この世界は、いつの頃からか巨大な生物に蹂躪されていた。奴らは我が物顔で世界中を闊歩し、俺達は自然片隅に追いやられることとなった。
幸いと言うべきか、奴らは巨体過ぎて隅々にまで気が回らない。なので俺達はずっと、奴らの目の届かない場所にひそんで暮らしていた。
奴らの姿は俺達とは全く違う。でかい図体をしている分動きは俺達より鈍い。だが、奴らは時に毒を使う。奴らの全てが使えるわけではなさそうだし、どういう仕組みになっているかはわからないが、奴らには毒属性があるのだ。
俺達は常に息をひそめていた。
俺達の住処は、光の差さない暗闇だ。奴らに気づかれないような場所を選ぶと、大抵そうなる。真っ暗でじめじめとした狭い場所に、両親やたくさんの兄弟姉妹、時にはおじおばいとこや親類まで出入りする。
奴らの足元で暮らして行くのは何かと危険だ。いつでもコソコソ生きて行かなければならない。俺はそれが嫌だった。こんなせせこましい場所ではなく、もっと広い世界を見てみたい。ずっとそう思って暮らしていた。
「親父、俺はここを出たい」
俺は父親にそう切り出した。父親はごそりと動いて俺を見た。まわりでは兄弟達がガサゴソ歩き回っている。自分達の住処でさえ、こっそり動くことが習慣になっているのだ。
「ここを出て、どこへ行くんだ」
「どこでもいい。こんなところにはいたくないんだ」
父親はテカテカとした頭を振った。
「なんだってそんなことを言うんだ。ここにいれば、冬の寒さも耐えられるし、食べ物だってある。生きて行くには充分だ」
父親の答えに、俺は心底がっかりした。確かにここにいれば冬だってそんなに寒くないし、食べる物はあるにはある。だけど、そんなことじゃないんだ。

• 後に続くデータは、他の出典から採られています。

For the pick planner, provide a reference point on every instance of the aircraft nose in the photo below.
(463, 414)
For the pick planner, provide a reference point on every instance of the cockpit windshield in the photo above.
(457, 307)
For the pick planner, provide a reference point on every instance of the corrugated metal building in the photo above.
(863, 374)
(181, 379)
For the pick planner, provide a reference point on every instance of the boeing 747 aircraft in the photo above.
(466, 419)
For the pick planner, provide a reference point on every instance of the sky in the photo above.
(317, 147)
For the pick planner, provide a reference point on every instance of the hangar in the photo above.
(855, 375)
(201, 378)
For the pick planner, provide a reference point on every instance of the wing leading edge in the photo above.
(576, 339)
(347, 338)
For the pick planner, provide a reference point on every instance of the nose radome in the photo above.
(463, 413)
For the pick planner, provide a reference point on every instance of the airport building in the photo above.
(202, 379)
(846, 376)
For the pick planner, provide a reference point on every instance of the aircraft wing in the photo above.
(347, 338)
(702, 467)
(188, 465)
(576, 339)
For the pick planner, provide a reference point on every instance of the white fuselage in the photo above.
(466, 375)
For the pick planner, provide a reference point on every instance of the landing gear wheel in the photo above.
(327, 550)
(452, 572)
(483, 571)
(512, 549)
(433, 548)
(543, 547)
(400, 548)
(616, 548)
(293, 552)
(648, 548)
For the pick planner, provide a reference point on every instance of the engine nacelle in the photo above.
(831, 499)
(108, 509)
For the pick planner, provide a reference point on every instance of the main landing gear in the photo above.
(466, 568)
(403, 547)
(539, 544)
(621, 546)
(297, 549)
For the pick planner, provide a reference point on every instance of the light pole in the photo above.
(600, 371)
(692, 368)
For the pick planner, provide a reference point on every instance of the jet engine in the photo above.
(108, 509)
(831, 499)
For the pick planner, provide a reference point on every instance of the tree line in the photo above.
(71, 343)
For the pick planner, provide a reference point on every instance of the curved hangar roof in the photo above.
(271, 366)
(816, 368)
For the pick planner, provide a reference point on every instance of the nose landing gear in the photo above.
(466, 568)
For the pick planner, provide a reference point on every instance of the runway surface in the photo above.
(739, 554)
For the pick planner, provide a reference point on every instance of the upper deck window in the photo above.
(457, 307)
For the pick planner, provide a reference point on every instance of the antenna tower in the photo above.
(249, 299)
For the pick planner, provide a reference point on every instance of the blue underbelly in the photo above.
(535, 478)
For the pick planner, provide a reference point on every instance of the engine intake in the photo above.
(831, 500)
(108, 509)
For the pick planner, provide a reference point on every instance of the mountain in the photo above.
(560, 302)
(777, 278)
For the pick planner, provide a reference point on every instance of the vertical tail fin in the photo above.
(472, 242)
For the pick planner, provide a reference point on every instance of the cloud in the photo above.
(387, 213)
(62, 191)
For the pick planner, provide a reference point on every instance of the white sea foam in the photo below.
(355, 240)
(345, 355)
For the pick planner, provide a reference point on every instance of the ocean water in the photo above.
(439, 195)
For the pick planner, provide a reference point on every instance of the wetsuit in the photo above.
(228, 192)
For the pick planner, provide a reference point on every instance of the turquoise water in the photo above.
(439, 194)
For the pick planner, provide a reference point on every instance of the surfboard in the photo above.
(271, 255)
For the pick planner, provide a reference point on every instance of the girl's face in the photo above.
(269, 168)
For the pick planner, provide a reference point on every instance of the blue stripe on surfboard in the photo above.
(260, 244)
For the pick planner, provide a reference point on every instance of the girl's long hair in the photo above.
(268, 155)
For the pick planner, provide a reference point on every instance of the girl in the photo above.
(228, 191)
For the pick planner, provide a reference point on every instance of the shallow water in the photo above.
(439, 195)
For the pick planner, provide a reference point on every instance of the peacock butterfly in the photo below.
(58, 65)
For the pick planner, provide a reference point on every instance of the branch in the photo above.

「食べ物と言っても、口に入るものを片っ端から食べているだけじゃないか。大半は奴らの食べ残しだ」
「それでも、冬に凍えたり食べるものもなく飢えたりするよりはマシだろう。外は危険が一杯だが、ここなら奴らにさえ気をつければ大丈夫だ。我々はここで生きて行くしかないんだ」
それが嫌なんだよ、俺は。こんな環境に慣れきって、唯々諾々と日々を過ごすだけの、気概も何もない両親や親族が。
「とにかく、俺はここを出て行く。広い世界に旅立ってやる」
「おい、待て」
父親が止めるのも聞かず、俺は住処を飛び出して行った。
それから、俺は何日も何日も歩き続けた。勿論、奴らに見つかって叩きのめされそうになったり、毒ガスを吹きかけられそうになったが、何とか逃げ出して助かった。
確かに、外の世界には奴ら以外にもたくさんの危険がある。隠れるように素早く動かなければならないし、体を休める時は目立たない場所にいなければならないのは同じだ。でも、この自由の空気は今までになかったものだ。俺の気分は充実していた。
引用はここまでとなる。